When you’re at the pump, getting the right fuel for your car can also save you money.

There are many cars whose manufacturers recommend filling with premium fuel, but Consumer Reports has tested regular and premium fuels on these vehicles and for some hasn’t seen a difference.

When car makers recommend premium fuel, Fisher said, that’s typically for maximum performance. So if you can tolerate losing a few horsepower by using regular fuel, he said, you’ll be fine.

“If your car requires premium, by all means use it,” Fisher said. “But if it’s recommended, that doesn’t mean that you have to use premium. And you could save a few cents each gallon” by sticking with regular. Read the label inside the cover of your car’s gas tank — it will tell you the minimum octane rating of the fuel you should use.
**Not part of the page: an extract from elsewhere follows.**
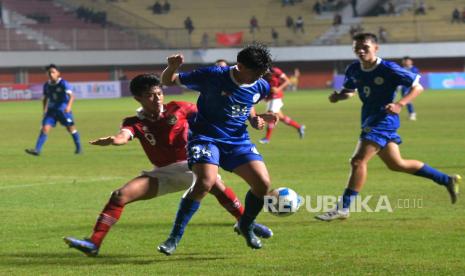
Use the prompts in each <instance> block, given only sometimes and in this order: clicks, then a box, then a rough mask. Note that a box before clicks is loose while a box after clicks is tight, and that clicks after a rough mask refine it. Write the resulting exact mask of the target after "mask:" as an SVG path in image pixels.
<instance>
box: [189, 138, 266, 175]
mask: <svg viewBox="0 0 465 276" xmlns="http://www.w3.org/2000/svg"><path fill="white" fill-rule="evenodd" d="M255 160H259V161H263V157H262V156H261V155H260V153H258V151H257V148H256V147H255V145H254V144H252V143H250V142H249V143H246V144H240V145H234V144H225V143H219V142H211V141H205V140H201V139H196V140H194V141H189V143H188V144H187V161H188V163H189V168H191V167H192V165H194V164H202V163H203V164H205V163H206V164H214V165H217V166H220V167H221V168H223V169H224V170H226V171H230V172H232V171H233V170H234V169H235V168H237V167H239V166H240V165H243V164H246V163H249V162H250V161H255Z"/></svg>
Another gas-saving trick is to moderate the way you drive. Your fuel economy is related to your driving style, Fisher said.

“Just simply slowing down five or 10 miles per hour can make a substantial change in fuel economy and save you a bunch of money,” Fisher said.

Your car’s condition is also related to your fuel economy. For example, if you haven’t checked your tires in a month, the pressure in one or more of them may have dipped below the manufacturer’s recommended level. Driving when your tire pressure is too low could use more fuel, he said.

One other tip: Check your aerodynamics. If you have an empty cargo carrier or bike rack on your car, the added wind resistance can hurt your fuel economy. So if you’re going on a trip and not using your add-ons, take them off your car.

Keep it (sort of) local

If the high price at the pump is making you think twice about a trip that requires more than one tank of gas, Shupe says to consider these options:

  • Palos Verdes Peninsula. Shupe’s take: “The exclusive Los Angeles community is home to sweeping ocean views that sometimes include whale sightings, and peacocks roam through many of the public areas.”
  • Idyllwild. “This Riverside County artist community nestled in the San Jacinto Mountains is the perfect escape from urban and suburban Southern California,” he said.
  • Santa Ynez Valley. “Santa Barbara and Solvang are some of the most well-known Southern California tourist destinations, but there’s plenty of less crowded options just outside those areas,” he said. “Towns in the Santa Ynez Valley include Ballard, Buellton, Los Olivos and Santa Ynez.”
  • East San Diego County. “San Diego is one of the top U.S. tourist destinations, so avoiding crowds can be tricky,” Shupe said. “Travel a little farther northeast to the El Cajon and Alpine areas to get in some outdoor activities in a higher-elevation desert setting.”